関東神経生理検査技術研究会
国産第1号脳波計木製号とその記録(脳波)

 

 

資料のご提供:日本大学文理学部 山岡淳名誉教授

 

 

 

国産第1号脳波計
「木製号」(昭和26年製)について

 

終戦直後、米軍の医学関係の最高指揮官であったサムス准将は「米国にはペニシリンがあり、脳波計がある」と誇示されました。

 

昭和24年、東北大学の本川弘一教授を班長とする脳波計の国産化を目的とする脳波研究班が組織されましたが、当社はレコーダ部門の担当として参画しました。

一方、当時の東大工学部阪本捷房教授、高木末夫先生のお勧めもあリ、先生方のご指導のもとに、オール自社製の脳波計生産に着手、商品として国産第1号の脳波計を完成しました。

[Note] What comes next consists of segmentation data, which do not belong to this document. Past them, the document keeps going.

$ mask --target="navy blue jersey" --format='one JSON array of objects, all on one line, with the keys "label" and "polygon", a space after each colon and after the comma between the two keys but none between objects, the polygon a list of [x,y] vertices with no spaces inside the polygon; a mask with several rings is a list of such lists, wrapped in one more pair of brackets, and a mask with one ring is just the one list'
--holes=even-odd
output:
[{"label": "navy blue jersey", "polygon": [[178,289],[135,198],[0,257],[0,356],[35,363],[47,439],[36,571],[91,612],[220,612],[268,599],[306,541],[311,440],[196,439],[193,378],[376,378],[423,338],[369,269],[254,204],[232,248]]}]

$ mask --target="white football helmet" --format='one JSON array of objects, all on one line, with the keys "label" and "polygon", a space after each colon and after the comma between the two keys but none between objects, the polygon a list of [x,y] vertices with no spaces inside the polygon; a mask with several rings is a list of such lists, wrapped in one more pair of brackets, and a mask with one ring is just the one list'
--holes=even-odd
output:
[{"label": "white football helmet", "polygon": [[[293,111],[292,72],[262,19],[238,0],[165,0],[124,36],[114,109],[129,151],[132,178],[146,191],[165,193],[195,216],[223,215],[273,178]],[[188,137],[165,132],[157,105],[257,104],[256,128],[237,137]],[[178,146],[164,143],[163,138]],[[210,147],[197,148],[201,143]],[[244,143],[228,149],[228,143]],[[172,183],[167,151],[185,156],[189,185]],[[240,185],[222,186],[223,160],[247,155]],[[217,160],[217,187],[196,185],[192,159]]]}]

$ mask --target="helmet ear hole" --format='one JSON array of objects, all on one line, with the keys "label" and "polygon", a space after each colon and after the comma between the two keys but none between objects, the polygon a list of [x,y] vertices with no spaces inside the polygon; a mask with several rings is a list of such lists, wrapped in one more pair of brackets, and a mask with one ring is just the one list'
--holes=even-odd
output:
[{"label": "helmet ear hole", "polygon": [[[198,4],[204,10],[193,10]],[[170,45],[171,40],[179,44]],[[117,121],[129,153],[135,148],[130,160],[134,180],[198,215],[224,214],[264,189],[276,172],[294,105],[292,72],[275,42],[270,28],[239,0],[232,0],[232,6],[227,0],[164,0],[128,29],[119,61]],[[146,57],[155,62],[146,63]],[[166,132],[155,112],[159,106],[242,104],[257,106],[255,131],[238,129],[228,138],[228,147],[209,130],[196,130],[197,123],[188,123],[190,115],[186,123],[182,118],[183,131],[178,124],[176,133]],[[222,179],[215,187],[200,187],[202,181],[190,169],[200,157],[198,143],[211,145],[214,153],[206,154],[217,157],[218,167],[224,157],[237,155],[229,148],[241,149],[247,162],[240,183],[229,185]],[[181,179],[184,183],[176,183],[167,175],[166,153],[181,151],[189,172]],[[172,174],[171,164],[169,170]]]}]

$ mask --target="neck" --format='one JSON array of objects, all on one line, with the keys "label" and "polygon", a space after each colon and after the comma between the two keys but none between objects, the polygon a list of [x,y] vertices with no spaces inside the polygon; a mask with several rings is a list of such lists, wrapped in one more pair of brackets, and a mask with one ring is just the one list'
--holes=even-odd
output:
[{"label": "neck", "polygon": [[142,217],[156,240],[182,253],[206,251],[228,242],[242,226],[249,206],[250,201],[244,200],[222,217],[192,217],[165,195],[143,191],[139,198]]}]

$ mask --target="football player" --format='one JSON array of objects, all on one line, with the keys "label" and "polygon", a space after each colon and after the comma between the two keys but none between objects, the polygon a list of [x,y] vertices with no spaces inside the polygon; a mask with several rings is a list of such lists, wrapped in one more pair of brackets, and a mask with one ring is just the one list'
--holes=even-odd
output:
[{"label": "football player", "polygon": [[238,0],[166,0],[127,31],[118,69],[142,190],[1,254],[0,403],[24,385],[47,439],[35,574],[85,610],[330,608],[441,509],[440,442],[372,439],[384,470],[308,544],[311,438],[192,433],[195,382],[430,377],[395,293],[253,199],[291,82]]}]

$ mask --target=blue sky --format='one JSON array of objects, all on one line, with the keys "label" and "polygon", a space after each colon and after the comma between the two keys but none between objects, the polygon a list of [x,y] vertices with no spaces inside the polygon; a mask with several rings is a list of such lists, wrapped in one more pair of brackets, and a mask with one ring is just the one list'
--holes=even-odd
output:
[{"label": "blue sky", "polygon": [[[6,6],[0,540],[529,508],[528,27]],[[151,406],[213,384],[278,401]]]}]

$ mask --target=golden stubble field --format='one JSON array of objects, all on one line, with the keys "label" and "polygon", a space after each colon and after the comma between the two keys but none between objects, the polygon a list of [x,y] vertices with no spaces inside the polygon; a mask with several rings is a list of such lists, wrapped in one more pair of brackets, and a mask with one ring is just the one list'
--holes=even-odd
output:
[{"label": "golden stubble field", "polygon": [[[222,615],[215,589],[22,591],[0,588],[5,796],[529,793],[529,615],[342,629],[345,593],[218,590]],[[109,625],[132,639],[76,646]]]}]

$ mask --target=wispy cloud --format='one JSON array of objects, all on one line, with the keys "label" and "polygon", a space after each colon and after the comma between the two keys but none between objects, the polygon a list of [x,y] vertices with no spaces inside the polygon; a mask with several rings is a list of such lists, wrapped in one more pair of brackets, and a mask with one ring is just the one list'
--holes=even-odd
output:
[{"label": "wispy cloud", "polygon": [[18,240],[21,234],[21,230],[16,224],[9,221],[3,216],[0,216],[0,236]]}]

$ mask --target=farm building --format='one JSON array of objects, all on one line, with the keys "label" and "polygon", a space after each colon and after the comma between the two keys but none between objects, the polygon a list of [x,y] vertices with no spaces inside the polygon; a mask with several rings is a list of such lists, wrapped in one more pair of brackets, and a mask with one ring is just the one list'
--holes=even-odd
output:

脳波研究班ではその他数種の試作脳波計と実地検定によリ比較検討を行いましたが、この脳波計が量も優秀であると判定されました。

 

この国産第1号脳波計は日本大学文理学部に納入され、山岡淳教授のもとでその研究に永年使用されてきましたが、山岡教授のご好意によリ当社に寄贈されたものです。

 

チャネル数:2

増幅器:真空管式

電源:バッテリ式

記録器:インク書き式

 

※ 当時、ペンにインクが頻繁に詰まるため、赤チンをインクの替わりに使ったそうです。

 

記録:昭和27年5月

 

 

 

 

 

 

 

 

  

 

※ ノイズが少なく、滑らかな記録波形に驚かされます。